The first time I saw the video of George Floyd’s murder, I cried like a baby. It reminded me of everything I’ve left behind and everything I continue to carry with me in memory and nightmare: segregation, silent lynchings in the night, the hopelessness and anger of being treated as less than human. And in those 526 seconds that drag on forever, I remembered my life, the life of a black man who escaped, a life that just as easily could have ended under a police officer’s knee or shot while sitting at home or walking in a park.

Growing up in the 1950s and ’60s outside Natchitoches, in segregated Louisiana, every day was about survival. Making it from home to school to the cotton fields and back home; in one piece, that was the tricky part. You didn’t look at a white person. You didn’t speak to a white person.
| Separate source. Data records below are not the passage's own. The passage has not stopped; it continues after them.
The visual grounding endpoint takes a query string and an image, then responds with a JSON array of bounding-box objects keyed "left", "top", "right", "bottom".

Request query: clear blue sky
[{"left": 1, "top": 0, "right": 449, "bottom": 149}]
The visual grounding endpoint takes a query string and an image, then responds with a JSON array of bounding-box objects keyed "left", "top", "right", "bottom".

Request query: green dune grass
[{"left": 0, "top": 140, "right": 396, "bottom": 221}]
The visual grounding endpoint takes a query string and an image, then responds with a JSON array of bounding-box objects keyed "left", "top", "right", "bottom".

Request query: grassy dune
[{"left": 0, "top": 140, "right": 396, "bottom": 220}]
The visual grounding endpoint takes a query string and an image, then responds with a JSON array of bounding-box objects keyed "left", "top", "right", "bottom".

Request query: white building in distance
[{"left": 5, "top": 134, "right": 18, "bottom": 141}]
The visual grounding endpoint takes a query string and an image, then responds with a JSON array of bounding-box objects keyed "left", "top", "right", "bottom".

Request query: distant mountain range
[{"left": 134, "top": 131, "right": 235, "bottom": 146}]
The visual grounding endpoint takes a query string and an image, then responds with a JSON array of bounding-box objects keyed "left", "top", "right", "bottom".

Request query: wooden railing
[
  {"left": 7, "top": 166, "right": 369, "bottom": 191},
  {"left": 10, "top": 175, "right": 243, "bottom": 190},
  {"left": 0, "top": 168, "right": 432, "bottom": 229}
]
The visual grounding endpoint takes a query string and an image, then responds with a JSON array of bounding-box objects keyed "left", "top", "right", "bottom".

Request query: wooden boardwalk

And you definitely didn’t touch a white person; they made that crystal clear.

Natchitoches was the type of forgotten backwater where police officers wore blue in the day and white at night. You could sit down with your uncle, your cousin, your dad for lunch on Monday and be at his funeral the following Sunday. Without electricity and hardly a TV in the neighborhood, I often didn’t hear Martin Luther King Jr., but we all knew the name Emmett Till.

I remember the first time I felt — really felt, in my bones and in my stomach — what it meant to be black in America. Sitting in the back row of Allen High School for Negroes, I saw the boxes of school books wheeled in. The oldest, stained, pages-missing, hand-me-down books charitably “donated” by the white school across town. Packed into boxes marked as “N****** books,” “These books for the n******s,” and in big, bold capital letters: “NEGRO.”

That kind of thing stays with a 7-year-old kid. The hurt. The fear. The knowledge that you are different and unwelcome and only deserving of the oldest, rattiest books because of the blackness of your skin, and there is not one thing in this world that can change that.

As I watched George Floyd’s life slip away, I thought about police brutality and the nearly four decades I spent in a law enforcement uniform. I loved going to work every day for the Washington State Patrol. Behind the wheel of that patrol car, I felt invincible. I felt powerful in a way that only someone who knows profound powerlessness can truly feel. But it was also a challenge to be at work.

This was at the height of the War on Drugs and I saw horrible things. The callousness with which human lives were treated — especially those humans who were poor and black — will haunt me til the day I die. Since then, I have had the great honor of serving our communities as a lawmaker and sheriff. I’ve experienced moments of the deepest sorrow and others of total redemption, but I only thought of one when I watched George Floyd’s death: Jan. 11, 1999. I was being sworn into the Legislature and my almost 90-year-old grandma was coming to see the ceremony; it was her first time ever at a state Capitol, she hadn’t been allowed into the capitol building back in Louisiana.

When I parked my car in front of those big Capitol steps, she asked, “But where are we going to go in?” To a person used to sitting at the back of the bus and shunted through side doors, those steps splayed out in front of Grecian columns each bigger than the house I grew up in, I understood her doubts. I said “Grandma, we’re going in right there in the front.”

And we did. Up all 45 stairs, tears streaming down her face. A woman who spent her whole life as a sharecropper, working like a dog in someone else’s cotton fields, the granddaughter of a Louisiana slave, walked up those 45 gleaming, white marble steps of the Capitol to watch her grandson sworn into the state Legislature. That is what our nation is all about.

But when the video ended, I was still crying. I was crying for George Floyd. I was crying for Breonna Taylor. I was crying for Emmett Till and Martin Luther King and my 5-year-old self, picking cotton under the baking Louisiana sun for two cents a pound, stubbornly praying for “one day…” I was crying for my children who will never know segregation, but are still forced to internalize oppression from the moment they can talk.

And I was crying for my grandma who missed out on so much but never stopped believing that one day, that long arc of the moral universe would finally bend all the way toward a world of peace and justice and common understanding. I have just one more thing to say before we get back to the mountain of work ahead of us: Black Lives Matter.

State Rep. John Lovick, D-Mill Creek, represents the 44th Legislative District.